A woman who lost a cycling race to a biological male who identifies as a female has said the end result was wildly unfair. Cyclist Jennifer Wagner said it was “definitely NOT fair” that she had to compete against Professor Rachel McKinnon at the 2018 UCI Masters Track Cycling World Championships held in Los Angeles.
Wagner, a doctor from Houston, achieved third place behind McKinnon and Dutch cyclist Carolien van Herrikhuyzen.
“I was the 3rd place rider. It’s definitely NOT fair,” she wrote on Twitter following the controversial finish.
Van Herrikhuyzen, however, called it an “honest race.”
“No one is a transgender to steal anyone’s medal. We had an honest race under [Union Cycliste Internationale] rules. If you compete you accept the rules, otherwise, don’t compete,” she wrote on Twitter. “I can only imagine what she had to go through in her life to be where she is now, how hard it is to fit in.”
But Wagner snapped back, pointing out that “just because it’s a CURRENT UCI rule doesn’t make it fair or right.”
“Rules can be changed,” she added.
Many have taken to social media to express their frustration at an athletic competition that allows biological males to compete against women.
“Just wanted to say that the whole world knows you won that race as a woman, it is a complete travesty that a man stole your victory, your podium and your medal,” one Twitter user replied to Wagner.
“I’m wondering how someone can compete in sport with higher testosterone levels than the rest of their competition, by a long shot,” another added. “That’s why US Anti Doping exists in sport, to keep everyone honest and the playing field level.”
McKinnon, who calls herself “an internationally recognized expert on the science and ethics of transgender inclusion in sport,” responded to Wagner on Twitter, writing that at Masters Worlds, Wagner defeated her fair and square.
“She beat me in 6 of 7 races at the 2017 Intelligentsia Cup,” McKinnon added. “In 2016 she beat me in all 3 Speed Week crits. She’s won 11 of our 13 races …and it’s unfair? Excuse me?”
The transgender athlete said that Wagner’s grievance “is what the double-bind for trans women athletes looks like.”
She added, “when we win, it’s because we’re transgender and it’s unfair; when we lose, no one notices (and it’s because we’re just not that good anyway). Even when it’s the SAME racer. That’s what transphobia looks like.”
Previously, McKinnon told USA Today that American society should not “have a woman legally recognized as a trans woman in society, and not be recognized that way in sports.”
“Focusing on performance advantage is largely irrelevant because this is a rights issue.
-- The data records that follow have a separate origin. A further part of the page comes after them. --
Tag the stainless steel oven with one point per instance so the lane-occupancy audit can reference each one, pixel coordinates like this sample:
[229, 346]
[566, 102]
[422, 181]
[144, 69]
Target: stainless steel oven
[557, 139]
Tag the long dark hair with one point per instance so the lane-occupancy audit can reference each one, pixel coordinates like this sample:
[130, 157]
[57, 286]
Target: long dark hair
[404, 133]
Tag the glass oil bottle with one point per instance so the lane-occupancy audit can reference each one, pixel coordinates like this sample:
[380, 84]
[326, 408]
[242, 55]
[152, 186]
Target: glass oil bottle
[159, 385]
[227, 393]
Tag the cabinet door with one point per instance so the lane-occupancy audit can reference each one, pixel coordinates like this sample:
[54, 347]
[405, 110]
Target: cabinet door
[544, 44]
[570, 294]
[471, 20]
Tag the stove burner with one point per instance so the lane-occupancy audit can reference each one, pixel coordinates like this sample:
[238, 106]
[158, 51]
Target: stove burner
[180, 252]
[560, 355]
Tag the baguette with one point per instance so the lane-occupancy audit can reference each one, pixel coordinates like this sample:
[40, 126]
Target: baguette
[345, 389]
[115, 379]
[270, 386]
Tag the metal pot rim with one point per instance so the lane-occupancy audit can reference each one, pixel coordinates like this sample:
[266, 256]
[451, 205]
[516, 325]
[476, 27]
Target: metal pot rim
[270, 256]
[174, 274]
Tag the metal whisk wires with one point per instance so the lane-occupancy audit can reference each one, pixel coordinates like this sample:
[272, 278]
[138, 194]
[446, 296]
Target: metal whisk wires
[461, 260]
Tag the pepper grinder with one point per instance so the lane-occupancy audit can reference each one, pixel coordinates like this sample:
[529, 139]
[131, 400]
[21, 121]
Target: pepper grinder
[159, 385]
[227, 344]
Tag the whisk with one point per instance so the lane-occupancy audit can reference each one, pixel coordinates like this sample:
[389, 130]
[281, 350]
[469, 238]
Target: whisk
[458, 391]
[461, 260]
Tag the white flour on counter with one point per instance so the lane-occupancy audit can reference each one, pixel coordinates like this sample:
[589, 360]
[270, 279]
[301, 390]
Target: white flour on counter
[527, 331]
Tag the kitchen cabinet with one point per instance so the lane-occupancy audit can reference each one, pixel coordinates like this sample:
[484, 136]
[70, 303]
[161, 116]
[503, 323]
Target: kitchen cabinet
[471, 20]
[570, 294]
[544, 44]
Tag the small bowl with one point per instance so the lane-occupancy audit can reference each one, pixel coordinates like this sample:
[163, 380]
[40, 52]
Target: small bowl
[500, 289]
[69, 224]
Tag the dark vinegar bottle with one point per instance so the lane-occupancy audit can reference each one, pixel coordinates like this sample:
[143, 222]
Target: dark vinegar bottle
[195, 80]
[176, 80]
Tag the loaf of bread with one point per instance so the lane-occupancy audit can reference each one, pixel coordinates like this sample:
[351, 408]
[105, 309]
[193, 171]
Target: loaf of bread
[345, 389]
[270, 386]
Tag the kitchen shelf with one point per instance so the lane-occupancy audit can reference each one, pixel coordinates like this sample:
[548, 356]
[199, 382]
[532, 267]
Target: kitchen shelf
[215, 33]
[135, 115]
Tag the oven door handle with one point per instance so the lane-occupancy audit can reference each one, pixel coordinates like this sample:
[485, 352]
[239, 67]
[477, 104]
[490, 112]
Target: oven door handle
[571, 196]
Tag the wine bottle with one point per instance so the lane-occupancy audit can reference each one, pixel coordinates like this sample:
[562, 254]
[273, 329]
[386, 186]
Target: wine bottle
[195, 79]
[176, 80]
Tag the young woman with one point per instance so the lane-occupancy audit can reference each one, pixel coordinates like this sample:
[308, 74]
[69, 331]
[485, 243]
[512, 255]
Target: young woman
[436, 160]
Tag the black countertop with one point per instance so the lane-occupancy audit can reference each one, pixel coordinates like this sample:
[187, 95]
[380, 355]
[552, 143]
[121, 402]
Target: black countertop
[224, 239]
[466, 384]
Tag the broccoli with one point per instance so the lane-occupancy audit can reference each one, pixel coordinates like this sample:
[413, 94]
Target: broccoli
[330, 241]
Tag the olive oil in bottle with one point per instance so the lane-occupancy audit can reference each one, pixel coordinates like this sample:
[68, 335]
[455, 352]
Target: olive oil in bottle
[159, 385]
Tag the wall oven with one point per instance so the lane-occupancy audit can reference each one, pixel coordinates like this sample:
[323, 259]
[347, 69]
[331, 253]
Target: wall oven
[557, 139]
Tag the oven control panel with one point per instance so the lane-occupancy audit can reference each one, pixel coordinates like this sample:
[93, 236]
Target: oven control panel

We shouldn’t be worried about trans people taking over the Olympics,” she added. “We should be worried about their fairness and human rights instead. This is bigger than sports, and it’s about human rights.”
You know what gives me hope and strength?
— Dr. Rachel McKinnon (@rachelvmckinnon) October 17, 2018
The transgender woman went further, comparing the crisis of categorizing those of various different gender identities to when those in power were figuring out how to resolve racial segregation.
“By catering to cisgender people’s views, that furthers transgender people’s oppression,” McKinnon noted. “When it comes to extending rights to a minority population, why would we ask the majority? I bet a lot of white people were pissed off when we desegregated sports racially and allowed black people. But they had to deal with it.”
In 2017, the UCI was forced to “review and revise” its policies to accommodate transgender athletes after Canadian cyclist Kristen Worley, who underwent gender reassignment surgery in 2001, claimed her human rights had been violated by the governing authority. The reason for the complaint was because UCI strictly governs the amount of testosterone each athlete has in their system, which meant Kristen was permitted a dosage which below the amount she required as a transgender individual.
Following an Ontario tribunal ruling in favor of Worley, Cycling Canada, the Ontario Cycling Association and the UCI all vowed to review their policies. According to an interview given by McKinnon to Velo News, the UCI rules still require transgender women “to demonstrate a continued level of endogenous testosterone below a certain level for one year, that level is 10 nanomoles per liter.”
“I clearly meet the ICO/USAC/UCI policies,” McKinnon said.